Adrenoleukodystrophy or ALD a rare hereditary disease, only affecting males, which usually appears between the age of 5 to 10 years. The recessive gene responsible for ALD is transmitted on the X sex chromosome and the disorder is characterized by atropy (shrinking) of adrenal glands and degenerative changes in the nerves and brain.

Causes of Adrenoleukodystrophy

These are caused by a defect in fat metabolism so that certain ling chain fatty acids are not broken down but accumulate in the central nervous system. This result in progressive mental deterioration, loss of speech and blindness.

What are the symptoms of X-linked adrenoleukodystrophy?

There are a wide range of clinical severities of X-linked adrenoleukodystrophy (X-ALD), and these have been classified into six broad categories: childhood cerebral ALD, adolescent cerebral ALD, adult cerebral, adrenomyeloneuropathy, adrenal insufficiency-only, and symptomatic heterozygotes.
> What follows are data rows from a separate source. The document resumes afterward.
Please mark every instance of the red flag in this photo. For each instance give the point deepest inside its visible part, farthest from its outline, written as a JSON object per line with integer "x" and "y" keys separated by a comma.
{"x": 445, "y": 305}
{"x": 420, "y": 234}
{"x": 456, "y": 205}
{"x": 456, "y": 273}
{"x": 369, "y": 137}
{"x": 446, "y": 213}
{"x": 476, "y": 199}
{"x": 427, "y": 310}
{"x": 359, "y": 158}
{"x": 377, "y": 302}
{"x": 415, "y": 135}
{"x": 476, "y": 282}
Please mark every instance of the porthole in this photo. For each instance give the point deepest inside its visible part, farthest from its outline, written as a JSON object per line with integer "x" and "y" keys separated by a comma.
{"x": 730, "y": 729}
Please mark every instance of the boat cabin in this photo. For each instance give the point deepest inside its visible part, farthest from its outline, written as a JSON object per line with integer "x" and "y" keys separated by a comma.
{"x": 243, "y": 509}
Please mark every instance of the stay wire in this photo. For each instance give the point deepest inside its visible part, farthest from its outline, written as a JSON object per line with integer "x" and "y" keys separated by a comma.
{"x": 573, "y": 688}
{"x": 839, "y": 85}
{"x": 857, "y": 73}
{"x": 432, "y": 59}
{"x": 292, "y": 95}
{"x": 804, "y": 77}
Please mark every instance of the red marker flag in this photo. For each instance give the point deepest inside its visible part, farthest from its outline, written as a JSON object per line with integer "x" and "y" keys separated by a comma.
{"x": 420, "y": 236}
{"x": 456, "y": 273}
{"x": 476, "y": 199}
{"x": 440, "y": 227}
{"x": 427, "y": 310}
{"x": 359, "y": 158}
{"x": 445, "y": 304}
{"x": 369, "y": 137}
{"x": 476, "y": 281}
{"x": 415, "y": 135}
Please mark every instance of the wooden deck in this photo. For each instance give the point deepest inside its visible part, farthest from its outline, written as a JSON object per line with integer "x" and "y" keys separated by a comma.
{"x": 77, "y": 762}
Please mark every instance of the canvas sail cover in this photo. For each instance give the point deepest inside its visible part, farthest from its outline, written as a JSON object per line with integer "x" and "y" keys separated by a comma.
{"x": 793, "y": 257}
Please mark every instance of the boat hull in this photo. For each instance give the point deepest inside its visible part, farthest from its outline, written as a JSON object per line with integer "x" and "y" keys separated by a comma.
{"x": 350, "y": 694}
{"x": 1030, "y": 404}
Treatment of Adrenoleukodystrophy

Treatment with a combination of certain oils and a restricted diet has been found to reduce the accumulation of harmful fatty acids and lessen brain damage. The first treatment deals with the replacement of the faulty adrenal function often present in X-ALD. The adrenal glands are next to the kidney, and produce certain important hormones.

Prognosis for patients with ALD is generally poor due to progressive neurological deterioration. Death usually occurs within 1 to 10 years after the onset of symptoms.